Four more women filed in, passing a bottle of sunblock among themselves, slathering it on bare arms and shoulders and noses. The room smelled like coconuts.
‘By the way, Nick,’ Boney said. ‘Remember when I asked if Amy had friends in town – what about Noelle Hawthorne? You didn’t mention her.’ She left us two messages.
I gave her a blank stare.
‘Noelle in your complex? Mother of triplets?’
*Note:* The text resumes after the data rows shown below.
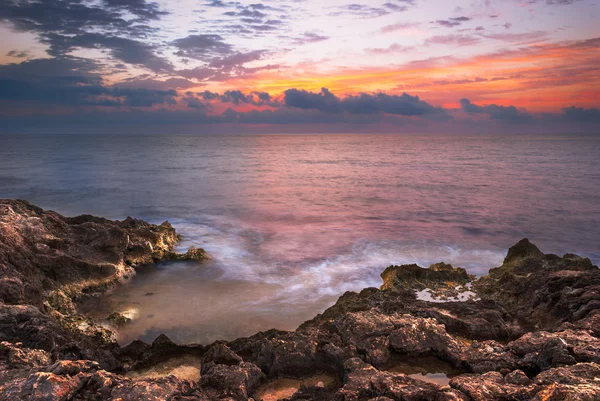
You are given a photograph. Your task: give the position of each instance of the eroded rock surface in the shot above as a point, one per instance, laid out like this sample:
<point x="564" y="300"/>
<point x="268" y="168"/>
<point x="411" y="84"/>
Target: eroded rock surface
<point x="530" y="334"/>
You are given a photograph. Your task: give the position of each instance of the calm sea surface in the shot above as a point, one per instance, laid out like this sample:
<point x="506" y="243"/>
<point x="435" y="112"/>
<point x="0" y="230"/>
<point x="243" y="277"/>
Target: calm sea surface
<point x="293" y="221"/>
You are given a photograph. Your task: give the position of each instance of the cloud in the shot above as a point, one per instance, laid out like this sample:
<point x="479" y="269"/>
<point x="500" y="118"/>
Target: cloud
<point x="68" y="24"/>
<point x="401" y="26"/>
<point x="456" y="40"/>
<point x="17" y="54"/>
<point x="581" y="115"/>
<point x="146" y="11"/>
<point x="452" y="22"/>
<point x="495" y="112"/>
<point x="127" y="50"/>
<point x="72" y="82"/>
<point x="520" y="38"/>
<point x="201" y="47"/>
<point x="229" y="62"/>
<point x="309" y="37"/>
<point x="362" y="104"/>
<point x="393" y="48"/>
<point x="367" y="12"/>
‘No, they aren’t friends.’
‘Oh, funny. She definitely seems to think they are.’
‘That happens to Amy a lot,’ I said. ‘She talks to people once, and they latch on. It’s creepy.’
‘That’s what her parents said.’
I debated asking Boney directly about Hilary Handy and Desi Collings. Then I decided not to; I’d look better if I were the one leading the charge. I wanted Rand and Marybeth to see me in action-hero mode. I couldn’t shake the look Marybeth had given me:
The police definitely seem to think it’s … close to home
.
‘People think they know her because they read the books growing up,’ I said.
‘I can see that,’ Boney said, nodding. ‘People want to believe they know other people. Parents want to believe they know their kids. Wives want to believe they know their husbands.’
Another hour and the volunteer center began feeling like a family picnic. A few of my old girlfriends dropped by to say hello, introduce
their kids. One of my mom’s best friends, Vicky, came by with three of her granddaughters, bashful tweens all in pink.
Grandkids. My mom had talked about grandkids a lot, as if it were doubtlessly going to happen – whenever she bought a new piece of furniture, she’d explain she favored that particular style because ‘it’ll work for when there’s grandkids.’ She wanted to live to see some grandkids. All her friends had some to spare. Amy and I once had my mom and Go over for dinner to mark The Bar’s biggest week ever. I’d announced that we had reason to celebrate, and Mom had leapt from her seat, burst into tears, and hugged Amy, who also began weeping, murmuring from beneath my mom’s smothering nuzzle, ‘He’s talking about The Bar, he’s just talking about The Bar.’ And then my mom tried hard to pretend she was just as excited about that. ‘
Plenty
of time for babies,’ she’d said in her most consoling voice, a voice that just made Amy start to cry again. Which was strange, since Amy had decided she didn’t want kids, and she’d reiterated this fact several times, but the tears gave me a perverse wedge of hope that maybe she was changing her mind. Because there wasn’t really plenty of time. Amy was thirty-seven when we moved to Carthage. She’d be thirty-nine in October.